On Unix, the exit status is limited to 8 bits, which can be treated as signed or unsigned by the program retrieving the data. You also get an 8 bit value identifying the signal number and core dump status of the terminated child. AFAIK, either the status or the signal bits are always zero (and often both - when the process exits successfully).
If you don't know that the numbers to be returned are smaller than 256, then exit status is not the way to go. As others have said, you have to use some other IPC in that case. If the only system calls permitted are those, then you have to conclude that the values will be less than 255, or that overflows don't matter. Neither is satisfactory as a conclusion outside a homework exercise, but in the 'real world', you are not limited to just 4 system calls either.
See also Exit codes bigger than 255?. Note that on Windows, the range of exit codes is much larger - but you don't use the system calls listed in the question.
Observation: when I do exit(1)
, the value in status from wait()
is 256; is there a reason for that?
Answer: yes. The low 8 bits of the status word encode the signal number and so on; the high 8 bits of the (16-bit) status word encode the exit status.
See <sys/wait.h>
and macros WIFEXITED(), WEXITSTATUS(), etc.
I think what you are doing should work fine - just return the number of occurrences as the exit code from the process.
You mention that exit() will only allow numbers below 256. I highly doubt if this is the case, but it would be simple enough for you to write a test program to find out for sure.

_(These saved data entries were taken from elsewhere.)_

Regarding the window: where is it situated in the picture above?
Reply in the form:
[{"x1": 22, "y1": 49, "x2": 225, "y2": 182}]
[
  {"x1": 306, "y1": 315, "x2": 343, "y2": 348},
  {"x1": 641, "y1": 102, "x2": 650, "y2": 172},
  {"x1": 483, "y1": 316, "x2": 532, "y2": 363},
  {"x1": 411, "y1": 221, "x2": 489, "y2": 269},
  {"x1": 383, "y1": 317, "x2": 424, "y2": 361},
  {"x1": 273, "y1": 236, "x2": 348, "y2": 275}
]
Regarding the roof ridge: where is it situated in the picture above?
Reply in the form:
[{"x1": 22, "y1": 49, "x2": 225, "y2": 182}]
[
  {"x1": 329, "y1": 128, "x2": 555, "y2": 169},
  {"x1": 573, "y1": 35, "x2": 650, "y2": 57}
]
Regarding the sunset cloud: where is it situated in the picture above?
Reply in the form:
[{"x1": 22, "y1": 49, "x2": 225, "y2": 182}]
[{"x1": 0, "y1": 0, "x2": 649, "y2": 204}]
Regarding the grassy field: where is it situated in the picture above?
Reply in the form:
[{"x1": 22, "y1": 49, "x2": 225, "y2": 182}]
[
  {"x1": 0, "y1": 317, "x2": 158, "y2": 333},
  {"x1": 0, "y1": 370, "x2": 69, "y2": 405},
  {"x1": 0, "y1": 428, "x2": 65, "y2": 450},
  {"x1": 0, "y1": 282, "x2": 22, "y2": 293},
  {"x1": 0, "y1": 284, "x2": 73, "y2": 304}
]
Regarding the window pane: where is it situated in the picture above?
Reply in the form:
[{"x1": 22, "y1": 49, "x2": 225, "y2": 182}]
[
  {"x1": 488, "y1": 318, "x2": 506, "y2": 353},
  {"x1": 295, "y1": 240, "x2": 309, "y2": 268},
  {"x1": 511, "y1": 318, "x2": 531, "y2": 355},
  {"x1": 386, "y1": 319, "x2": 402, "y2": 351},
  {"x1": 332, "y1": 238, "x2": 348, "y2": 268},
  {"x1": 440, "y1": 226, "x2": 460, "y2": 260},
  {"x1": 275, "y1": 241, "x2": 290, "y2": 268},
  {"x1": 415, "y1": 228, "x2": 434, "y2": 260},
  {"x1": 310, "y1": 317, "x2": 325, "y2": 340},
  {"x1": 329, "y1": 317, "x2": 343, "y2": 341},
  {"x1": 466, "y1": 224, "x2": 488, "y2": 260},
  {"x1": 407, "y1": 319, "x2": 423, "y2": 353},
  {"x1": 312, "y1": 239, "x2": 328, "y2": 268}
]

Sounds like this is really just a simplified version of Map-Reduce. You might want to have a look at that algorithm as well for some ideas on how you could further parallelize the program - and maybe get some extra credit :)
As for the difference between wait() and waitpid() - if you just want to wait for any of your child processes to complete, you would use wait(). If you want to wait only for a specific child process or if you wanted to just check if a child process has exited without hanging, you would use waitpid().